Brazil: On the Frontier of Fat

A young woman says that although buses in Recife now have special places for overweight people, the turnstiles are not adapted.

The people of Brazil are known for their good looks. Bikinis and thongs are standard wear on the beaches. The country is among leaders in the use of plastic surgery and body sculpting. Beauty is important.

But now Brazil is becoming a country leading in the recognition of the rights of obese people.

“Gordofobia” is the Portuguese term for weight-based discrimination. It is a buzzword in Brazil. The country is joining the U.S. and Europe in featuring full-bodied women in ads and on catwalks. But it is also leading in public policy. The debate went from the media and into city halls, state legislatures, and Brazil’s Congress.

For example, schools are buying bigger desks. Hospitals are purchasing larger beds and M.R.I. machines. Movie theaters are offering wider seats.

The movement has its center in Recife, a city with a population of 1.4 million. Recife is one of the fattest cities in Brazil.
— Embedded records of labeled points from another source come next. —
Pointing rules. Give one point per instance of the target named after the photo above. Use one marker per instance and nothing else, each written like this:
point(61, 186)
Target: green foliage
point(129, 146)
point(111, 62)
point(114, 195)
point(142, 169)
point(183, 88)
The rate of obesity in Brazil doubled over the past 20 years. It has led to a movement to make life easier for overweight people. The changes are not just about attitudes, but about laws as well.

Measures across the country now entitle the obese to seats on subways, and to receive priority at places like banks. In some cases, there even is legal protection from discrimination.

Lesson plans now include teaching about weight-based discrimination. A day is set aside to promote the rights of overweight people.

An expert said what is happening in Brazil is not taking place elsewhere. For example, a judge fined a comedian $1,000 for making jokes about a dancer’s weight. But passing laws and promoting rights does not change everything.

In the meantime, Brazilians are getting fatter. They are now closing in on the three fattest countries which are Mexico, the U.S., and Russia. An expert said it was because wages are rising in Mexico. People are able to eat more fast foods and processed foods. This leads to health problems such as diabetes and high blood pressure.

The “gordofobia” debate is not about health but about image. Brazilian people pump up their lips, breasts, butts and suck out their fat at a rate far higher than most other countries.

The movement for weight acceptance has three goals. The first is to improve the self-image of overweight people. The second is moving Brazil from worshipping shapeliness to recognizing differences in body types. And the third is to just make “chairs bigger.”